On a recent /r/c_programming post, someone noticed that srand(time(NULL)) would duplicate libc random number generator initialization whenever two programs ran it within the same second. /u/jujijengo commented that you could instead use srand(time(NULL) ^ malloc ^ printf), which on ASLR-aware operating systems should throw in some bits related to the addresses of dynamically linked functions like malloc and printf. I thought this was a pretty slick idea, but something bothered me about using two functions that could be in the same library.

As an aside, you should always evaluate random number generators against your application requirements. libc srand()/rand() aren't great, but today we'll focus only on reducing the number of repeated seeds at the same time on ASLR-aware operating systems.

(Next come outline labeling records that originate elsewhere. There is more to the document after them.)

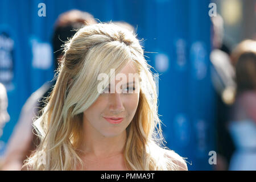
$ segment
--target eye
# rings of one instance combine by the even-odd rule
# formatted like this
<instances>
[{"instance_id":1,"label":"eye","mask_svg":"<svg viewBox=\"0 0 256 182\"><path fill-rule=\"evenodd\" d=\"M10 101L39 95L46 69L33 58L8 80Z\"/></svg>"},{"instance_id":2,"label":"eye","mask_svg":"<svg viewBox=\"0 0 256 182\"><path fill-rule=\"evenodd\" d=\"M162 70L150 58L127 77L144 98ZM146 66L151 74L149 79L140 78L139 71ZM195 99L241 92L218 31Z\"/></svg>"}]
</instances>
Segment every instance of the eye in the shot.
<instances>
[{"instance_id":1,"label":"eye","mask_svg":"<svg viewBox=\"0 0 256 182\"><path fill-rule=\"evenodd\" d=\"M101 94L104 93L109 93L110 92L110 90L109 90L109 88L107 86L104 90L102 90L101 93Z\"/></svg>"},{"instance_id":2,"label":"eye","mask_svg":"<svg viewBox=\"0 0 256 182\"><path fill-rule=\"evenodd\" d=\"M127 87L127 88L126 88L126 89L125 89L125 90L127 90L127 93L129 93L129 92L134 91L135 89L135 88L134 86L133 87ZM133 92L132 93L133 93Z\"/></svg>"}]
</instances>

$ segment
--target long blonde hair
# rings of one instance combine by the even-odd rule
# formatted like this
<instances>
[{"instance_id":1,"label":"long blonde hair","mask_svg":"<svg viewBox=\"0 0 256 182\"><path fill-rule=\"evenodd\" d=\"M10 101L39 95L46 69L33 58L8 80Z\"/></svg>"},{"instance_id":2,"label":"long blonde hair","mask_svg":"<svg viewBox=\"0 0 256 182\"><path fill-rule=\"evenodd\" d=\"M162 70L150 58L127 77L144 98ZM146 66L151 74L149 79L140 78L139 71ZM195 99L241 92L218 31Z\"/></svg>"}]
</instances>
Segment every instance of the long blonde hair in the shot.
<instances>
[{"instance_id":1,"label":"long blonde hair","mask_svg":"<svg viewBox=\"0 0 256 182\"><path fill-rule=\"evenodd\" d=\"M125 164L130 170L178 169L165 154L151 67L134 33L112 23L85 26L65 44L56 85L42 115L34 122L40 143L23 167L75 170L82 166L77 150L82 113L100 94L97 76L113 68L119 72L130 60L138 68L141 90L137 110L126 129Z\"/></svg>"}]
</instances>

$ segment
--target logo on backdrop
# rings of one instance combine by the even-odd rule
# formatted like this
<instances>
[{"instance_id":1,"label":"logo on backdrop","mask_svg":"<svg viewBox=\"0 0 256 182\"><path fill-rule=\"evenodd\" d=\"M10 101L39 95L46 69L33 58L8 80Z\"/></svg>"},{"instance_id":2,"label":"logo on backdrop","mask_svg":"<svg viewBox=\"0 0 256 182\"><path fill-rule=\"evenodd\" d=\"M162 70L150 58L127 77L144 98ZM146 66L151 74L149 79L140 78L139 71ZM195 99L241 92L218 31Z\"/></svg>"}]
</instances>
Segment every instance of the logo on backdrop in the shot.
<instances>
[{"instance_id":1,"label":"logo on backdrop","mask_svg":"<svg viewBox=\"0 0 256 182\"><path fill-rule=\"evenodd\" d=\"M190 56L192 63L192 74L197 80L203 80L207 75L207 55L206 48L203 43L196 42L192 44Z\"/></svg>"},{"instance_id":2,"label":"logo on backdrop","mask_svg":"<svg viewBox=\"0 0 256 182\"><path fill-rule=\"evenodd\" d=\"M7 91L13 90L14 40L5 32L0 32L0 82Z\"/></svg>"},{"instance_id":3,"label":"logo on backdrop","mask_svg":"<svg viewBox=\"0 0 256 182\"><path fill-rule=\"evenodd\" d=\"M174 121L175 140L180 147L187 146L190 142L191 125L184 113L177 114Z\"/></svg>"},{"instance_id":4,"label":"logo on backdrop","mask_svg":"<svg viewBox=\"0 0 256 182\"><path fill-rule=\"evenodd\" d=\"M52 62L51 45L48 43L40 42L36 39L32 39L31 43L33 56L32 67L41 69L49 69Z\"/></svg>"}]
</instances>

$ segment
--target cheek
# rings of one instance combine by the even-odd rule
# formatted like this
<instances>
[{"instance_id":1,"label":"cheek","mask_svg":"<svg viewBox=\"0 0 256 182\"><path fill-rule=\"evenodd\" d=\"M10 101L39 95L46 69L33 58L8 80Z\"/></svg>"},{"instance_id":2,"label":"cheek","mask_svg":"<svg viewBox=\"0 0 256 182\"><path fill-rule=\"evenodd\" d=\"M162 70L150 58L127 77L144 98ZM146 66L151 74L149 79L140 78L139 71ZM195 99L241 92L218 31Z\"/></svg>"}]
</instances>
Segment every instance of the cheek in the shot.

On 64-bit ASLR systems, the address of a library should have at least a few random bits (How many? How random? Up to the OS and address space) that tend to vary between program executions, so xoring them with the time should help.

But, the addresses of malloc and printf usually aren't independently random - at least on Debian Buster, they're both provided by GNU libc. Effectively, the contiguous pages of libc's code will be placed at a random location, but the following are static across process creations, even with ASLR:

Test Program

A simple C program with the following snippet of code can be executed many times to output ASLR-based libc function addresses:

printf("%p %p %" PRIxPTR" %" PRIiPTR "\n",malloc, printf, (uintptr_t)malloc^(uintptr_t)printf, (intptr_t)((uintptr_t)malloc - (uintptr_t)printf));

Results on Debian Buster on AMD64

Here are some statistics on 100k runs on a 64-bit Debian Buster Intel laptop from the snippet above:
number of samples in run:100000
unique locations of malloc:99981
unique locations of printf:99981
unique results of malloc xor printf:70
up to 10 most common counts and offsets between malloc and printf:
 100000 179696
up to 10 most common counts and values(hex) of malloc xor printf:
   3156 7c630
   3222 1d4630
   6185 74630
   6239 d4630
   6243 6c630
   6324 5c630
   6334 3c630
  12409 2c630
  12457 54630
  12479 34630

Offset between malloc and printf is probably fixed

This makes sense because if malloc and printf are in the same text section of libc, we would expect the dynamic linker would always locate into contiguous memory pages.

ASLR can repeat libc load addresses on a 64-bit machine

"ASLR: How Robust is the Randomness?" by Ganz and Peisert suggests 64-bit ASLR can use 48-bits of random virtual address, which seems reasonable, since it must be less than 64-log2(PAGE_SIZE), which is 52 bits on this system. Also, at least on this system, the upper four bits of text addresses in libc appear to always be 0x7.

But even assuming the ASLR implementation uses a good PRNG, there's still a birthday problem limitation. But none of the online birthday attack calculators I tried support computing the probability of collisions between 2^48 unique locations over 100000 samples.

Whatever the cause, we do see that over 100k program invocations, repeated addresses do occur, but rarely. It's not always 19 times per 100k, that's just what happened this run.

ASLR repeats malloc xor printf much more often than either function independently.

This makes sense to me, as any time the upper bits of both function addresses are the same, xor will zero them, and this is where most of the randomness of ASLR lives.

ASLR repeats malloc xor printf more seldom than I thought it would.

Initially I had worried was that malloc^printf would evaluate to a constant - this was not quite correct - it seems to depend on the offset between them. If malloc and printf are located in the same virtual address page, then malloc ^ printf's upper ASLR bits would always cancel to zero and the lower bits would represent only xor of the offset differences.

At least on this system, malloc and printf at around 175 kilobytes apart, so malloc ^ printf is a mix of behaviours. The upper bits are still zeroed. The lower bits still represent the xor of the offset differences. But the middle bits change whenever the upper bits of the offset differences overlap the lower bits of the page address differences.

Conclusions

Using ASLR addresses to scavenge a few noisy bits can work for simple PRNG seeding, but care must be taken that each address is independent. /u/jujijengo suggested Melissa O'Neill's approach in the PCG entropy fallback generator, which uses time(NULL) ^ current_function ^ address_of_a_stack_variable if /dev/random is not available, which should work well, since stacks and text-segments are always separately locatable by ASLR.